2015年1月に改正された相続税の基礎控除の引き下げにより、富裕層を対象とした相続税対策として「アパートを建てる」「タワマンを買う」「教育資金贈与制度を活用する」などの情報が巷にあふれている。

しかし、多くの富裕層が「一番の相続税対策」と口を揃える方法を知っているだろうか。それは「子供への教育」だ。富裕層は、子供への投資が一族にとって最もコストパフォーマンスが良いと知っている。その理由を見ていこう。

子供への教育費は基本的に非課税

もともと日本では教育資金の贈与は非課税だ。国税庁のHPを見てみると、贈与税がかからない場合として、次のように定義されている。

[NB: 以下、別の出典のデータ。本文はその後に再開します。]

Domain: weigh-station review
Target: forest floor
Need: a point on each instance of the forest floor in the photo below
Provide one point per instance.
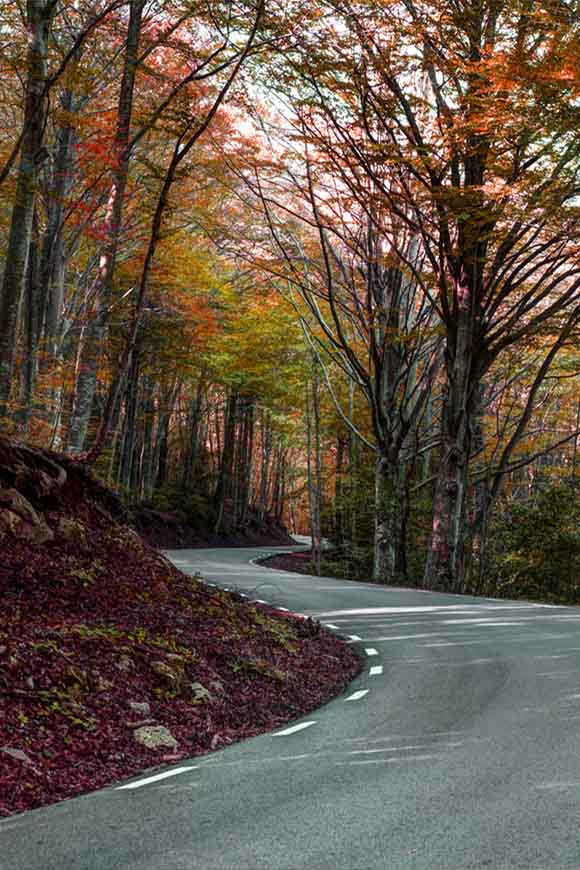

「夫婦や親子、兄弟姉妹などの扶養義務者から生活費や教育費に充てるために取得した財産で、通常必要と認められるもの。ここでいう生活費は、その人にとって通常の日常生活に必要な費用をいい、また、教育費とは、学費や教材費、文具費などをいいます」(国税庁HPより抜粋)

もちろん、最終的には国税庁の判断ということになるが、基本的には子供の教育にかけたお金は贈与税の対象外となる。従って、富裕層は、子供の教育にたくさんのお金をかけ、一族をますます繁栄させるためのスキルやネットワークを身につけさせるのだ。